A Darkness Absolute (Casey Duncan #2)

“Was she definitely heading here?” I ask. “Or just wandering after a night out?”

“Oh, okay. She was heading here but taking her sweet time. Even when she saw me waiting, she didn’t kick it in gear. I gave her shit when she finally got here. I told her she was nearly forty-five minutes late, and that’s not how militia act, and it was my duty to report it to Will.”

“But instead you promised to cover for her.”

Paul shifts his weight. I keep pressing until he says, “She felt bad, and she wanted to make it up to me, so she, uh, gave me a hand.”

“Gave you a hand with what?” Dalton says.

We both turn to look at him.

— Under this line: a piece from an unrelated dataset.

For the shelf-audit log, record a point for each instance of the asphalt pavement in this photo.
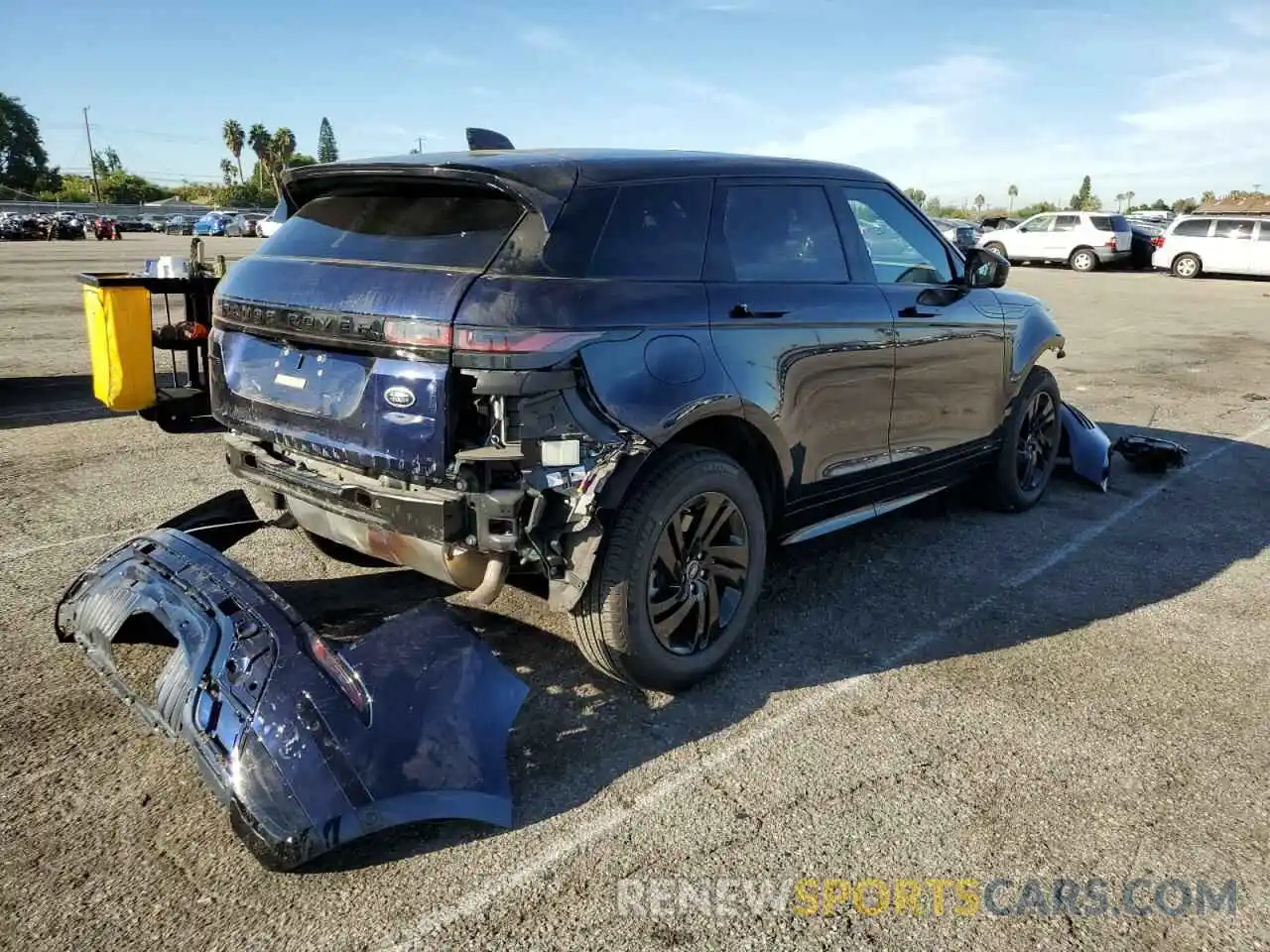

It takes a second. Then Dalton says, “Fuck.”

“Nope,” I say. “Just a hand.”

Paul reddens. “I didn’t pay for it. I wouldn’t. I know Isabel hates Jen freelancing. I mean, not that I’d pay for it anyway. But since Jen was offering it free, and I was kind of stressed, I didn’t see any harm in accepting. It was quick.”

“How quick?”

He goes even redder. “Not that quick. But she does know what she’s doing and—”

I raise a hand. “No details required. I’m just establishing a timeline. Did this take place on the front step where you met her?”

I don’t think it’s possible for him to get redder. I’m wrong.

“It … started there. I mean, she, uh, reached in on the porch and then—”

Dalton cuts in. “Like Casey said, we don’t need details. We know the mechanics of the operation. So it began on the porch and then continued inside where it was warmer. In the room where the patient was sleeping?”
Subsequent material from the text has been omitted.